Israeli District Court says the State of Israel is responsible for death of 10-year-old Palestinian Girl.
The case of Abir Aramin has been extensively reported in the media after her parents, Bassem and Salo Aramin, demanded that the army open a criminal investigation to discover who killed their daughter.
Bassem Aramin also became well-known as a founding member of an organization composed of former Palestinian terrorists (sic – editor’s note) and of Israeli reserve solders who refused to serve in the West Bank and the Gaza Strip known as “Fighters for Peace.”
So far, the army has refused to accept responsibility for Abir’s death, saying she was killed by a rock thrown by Palestinian protesters at a Border Police detachment that was patrolling the area around the school where the girl studied.
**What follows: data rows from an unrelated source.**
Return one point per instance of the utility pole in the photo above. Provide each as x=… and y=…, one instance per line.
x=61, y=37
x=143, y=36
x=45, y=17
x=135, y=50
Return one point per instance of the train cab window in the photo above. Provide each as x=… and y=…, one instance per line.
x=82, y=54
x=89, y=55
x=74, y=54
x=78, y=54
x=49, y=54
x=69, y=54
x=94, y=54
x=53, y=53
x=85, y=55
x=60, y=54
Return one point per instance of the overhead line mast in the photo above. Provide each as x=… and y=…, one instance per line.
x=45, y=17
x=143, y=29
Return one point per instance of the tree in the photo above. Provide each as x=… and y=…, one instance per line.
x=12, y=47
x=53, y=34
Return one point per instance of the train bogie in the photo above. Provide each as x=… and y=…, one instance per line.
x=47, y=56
She was killed after leaving school and buying candy together with her sister and two friends.
In her ruling, Efaal-Gabay wrote “it seems that there can be no dispute regarding the conclusion that Amir was killed by a rubber bullet that was fired by the Border Police… There is also another conclusion, that the bullet that struck Abir was fired recklessly or in violation of open-fire orders. The case is not one of having been struck by a rubber bullet fired at protesters and rock-throwers among whom stood a little girl. Abir and her friends were walking along a street where no stones were being thrown at the Border Police force.”
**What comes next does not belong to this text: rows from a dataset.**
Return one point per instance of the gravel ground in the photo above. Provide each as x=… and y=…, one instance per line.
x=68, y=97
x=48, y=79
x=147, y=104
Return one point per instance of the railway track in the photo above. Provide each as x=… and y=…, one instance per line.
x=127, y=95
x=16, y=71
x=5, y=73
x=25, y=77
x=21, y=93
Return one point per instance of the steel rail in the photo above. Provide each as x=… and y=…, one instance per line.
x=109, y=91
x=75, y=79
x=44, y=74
Abir’s parents have been making the same claim ever since their daughter was killed, but the army and the state have refused to grant the parents’ demand for a criminal investigation. As a result of the state’s refusal to order a criminal investigation, Bassem Aramin filed a petition with the High Court of Justice. The petition is still pending.
While the attorney who represented the Aramin family in the lawsuit against the state was Lea Tzemel, another lawyer for the family told The Jerusalem Post that Monday’s district court decision would have a strong influence on the outcome of that petition.
The court’s decision on Monday established the state’s responsibility and negligence regarding Abir Aramin’s death but did not determine the amount of damages it would award for her death and for the severe psychological damage suffered by her sister Arin, who was walking with her when she was shot.